The discovery of functional RNAs that are critical for normal and disease physiology continues to expand at a breakneck pace. Many RNA functions are controlled by the formation of specific structures, and an understanding of each structural component is necessary to elucidate its function. Measuring solvent accessibility intracellularly with experimental ease is an unmet need in the field. Here, we present a novel method for probing nucleobase solvent accessibility, Light Activated Structural Examination of RNA (LASER). LASER depends on light activation of a small molecule, nicotinoyl azide (NAz), to measure solvent accessibility of purine nucleobases. In vitro, this technique accurately monitors solvent accessibility and identifies rapid structural changes resulting from ligand binding in a metabolite-responsive RNA. LASER probing can further identify cellular RNA–protein interactions and unique intracellular RNA structures. Our photoactivation technique provides an adaptable framework to structurally characterize solvent accessibility of RNA in many environments.

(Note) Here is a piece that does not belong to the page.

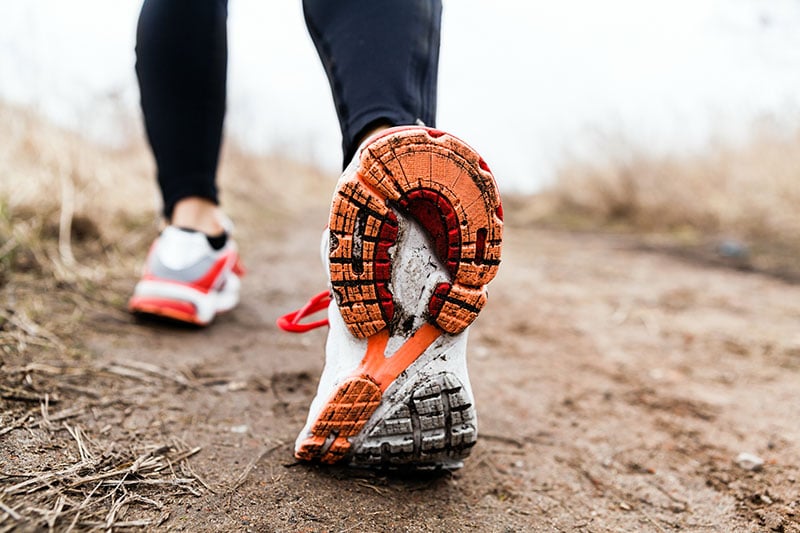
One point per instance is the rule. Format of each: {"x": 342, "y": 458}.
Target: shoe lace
{"x": 291, "y": 321}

对正常和疾病生理学至关重要的功能性 RNA 的发现继续以惊人的速度扩展。许多 RNA 功能是由特定结构的形成控制的，了解每个结构成分对于阐明其功能是必要的。通过实验轻松测量细胞内溶剂的可及性是该领域尚未满足的需求。在这里，我们提出了一种探测核碱基溶剂可及性的新方法，即 RNA 光激活结构检查 (LASER)。激光依靠小分子烟酰叠氮化物 (NAz) 的光激活来测量嘌呤核碱基的溶剂可及性。在体外，该技术可准确监测溶剂可及性，并识别代谢物响应性 RNA 中配体结合导致的快速结构变化。激光探测可以进一步识别细胞 RNA-蛋白质相互作用和独特的细胞内 RNA 结构。我们的光活化技术提供了一个适应性强的框架，可以在结构上表征许多环境中 RNA 的溶剂可及性。